Penn Engineering Professor Awarded NASA Grant to Improve Satellite Communication
By Jacob Williamson-Rea
When someone sends a YouTube video to a friend, microwaves carry that signal from their phone to a nearby transmission station on the ground. The station then fires the signal up to a near-Earth satellite, and then the satellite bounces the signal back down to Earth to a ground station near the recipient of the video.
The same goes for cellphone calls, TV broadcasts, and more. Satellites act as a network of information mirrors, allowing us to bounce information from one side of the planet to the other.
Firooz Aflatouni, Skirkanich Assistant Professor in Penn Engineering’s Department of Electrical and Systems Engineering, has been awarded a NASA Early Stage Innovations grant to design and implement arrays of optical antennas that can enable laser communication in near-Earth satellites, which will be more efficient and carry far more information than microwaves.
When a ground station fires microwaves to a near-Earth satellite, the microwaves lose a lot of energy and diverge before arriving at the intended satellite. Aiming at a relatively tiny, constantly moving target from thousands of miles away, only a small amount of the microwave signal reaches its intended destination. This limits the range and the amount of information microwaves can carry. As a result, soon microwaves may not be able to transmit data fast enough to keep up with rapidly evolving consumer demand.
Aflatouni aims to improve this system and will design precise laser emitters capable of sharing up to 10GB of data per second between satellites. His research will be conducted in Penn’s Electronic Photonic Microsystems Lab.
The amount of information that can be transmitted per signal is a question of frequency and energy. Microwaves waste a significant amount of energy because they diverge significantly as they travel with only a fraction of the original signal actually hitting its target.
Alternatively, lasers with much higher frequency will allow the satellites and stations to send signals in tight beams rather than wide cones.
“The energy in a laser beam is very focused, so the range is much farther than the range of microwaves, and the laser frequency is much higher than that of microwaves, so more information can be packed in a beam of light than microwaves” Aflatouni says. “This will enable satellites and stations to send more information farther and more quickly.”
To achieve his aims, Aflatouni will design microchips that contain antennas called “optical phased arrays.” Optical phased arrays can steer and direct a laser without using mechanically moving parts.

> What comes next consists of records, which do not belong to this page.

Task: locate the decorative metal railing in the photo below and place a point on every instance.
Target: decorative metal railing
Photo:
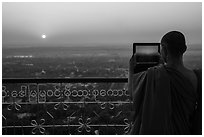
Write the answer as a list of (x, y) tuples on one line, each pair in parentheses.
[(66, 106)]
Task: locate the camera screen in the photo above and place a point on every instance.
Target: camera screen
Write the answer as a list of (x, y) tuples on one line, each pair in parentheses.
[(146, 49)]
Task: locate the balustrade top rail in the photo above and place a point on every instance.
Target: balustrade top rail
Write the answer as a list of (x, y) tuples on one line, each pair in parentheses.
[(66, 80)]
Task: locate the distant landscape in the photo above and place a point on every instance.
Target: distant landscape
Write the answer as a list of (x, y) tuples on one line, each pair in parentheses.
[(55, 62)]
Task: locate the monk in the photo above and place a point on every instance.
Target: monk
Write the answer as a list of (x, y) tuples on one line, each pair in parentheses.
[(167, 98)]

This has multiple benefits: parts require a motor, which adds weight and cost to a satellite, and moving parts also require energy, which is difficult for satellites to produce while in orbit.
“Motors are power hungry,” says Aflatouni. “This new system will not only be faster, it will be light, small and inexpensive instead of heavy, slow and costly. Also, by using this technology, satellites can quickly track one another in a network of near-Earth satellites.”

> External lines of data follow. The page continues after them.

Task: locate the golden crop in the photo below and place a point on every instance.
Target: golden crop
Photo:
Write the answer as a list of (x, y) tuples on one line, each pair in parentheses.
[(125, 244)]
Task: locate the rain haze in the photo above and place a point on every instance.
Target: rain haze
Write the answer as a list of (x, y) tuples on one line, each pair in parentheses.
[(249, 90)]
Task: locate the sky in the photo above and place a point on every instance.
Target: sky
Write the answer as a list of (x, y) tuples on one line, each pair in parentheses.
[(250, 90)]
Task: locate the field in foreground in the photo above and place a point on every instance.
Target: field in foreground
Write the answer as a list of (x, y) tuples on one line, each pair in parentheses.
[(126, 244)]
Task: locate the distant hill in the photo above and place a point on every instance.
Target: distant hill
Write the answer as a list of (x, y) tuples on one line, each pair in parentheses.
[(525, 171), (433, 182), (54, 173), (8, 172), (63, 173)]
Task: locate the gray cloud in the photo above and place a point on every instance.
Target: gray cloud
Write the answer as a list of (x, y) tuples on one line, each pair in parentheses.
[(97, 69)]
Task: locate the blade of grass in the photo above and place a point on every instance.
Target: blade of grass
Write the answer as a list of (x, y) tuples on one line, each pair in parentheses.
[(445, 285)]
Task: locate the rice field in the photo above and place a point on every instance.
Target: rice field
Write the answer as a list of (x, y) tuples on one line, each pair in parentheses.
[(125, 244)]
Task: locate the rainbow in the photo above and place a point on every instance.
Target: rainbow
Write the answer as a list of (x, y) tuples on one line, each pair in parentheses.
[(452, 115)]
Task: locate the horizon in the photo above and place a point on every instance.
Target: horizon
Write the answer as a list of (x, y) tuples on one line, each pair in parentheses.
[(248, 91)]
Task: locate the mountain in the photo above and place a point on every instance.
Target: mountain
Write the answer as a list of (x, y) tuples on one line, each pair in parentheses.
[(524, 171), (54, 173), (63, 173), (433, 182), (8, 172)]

Optical phased arrays will be placed on each of twelve sides of a dodecahedron module to provide 360-degree coverage around the satellite, enabling the ability to constantly communicate with any other satellite.
Given the range, the ability to share information at 10GB per second is unprecedented. In comparison, the modems in peoples’ homes share information at just 50MB per second.
One of the many benefits of this technology will be the ability to send videos in less than a fraction of a second thanks to the high data rate capabilities. This can potentially speed up everything from ultra HD streaming to cloud and distributed computing.
This NASA Early Stage Innovation grant of $500,000 aims “to accelerate the development of groundbreaking, high-risk/high-payoff space technologies to support the future space science and exploration needs of NASA, other government agencies, and the commercial space sector.”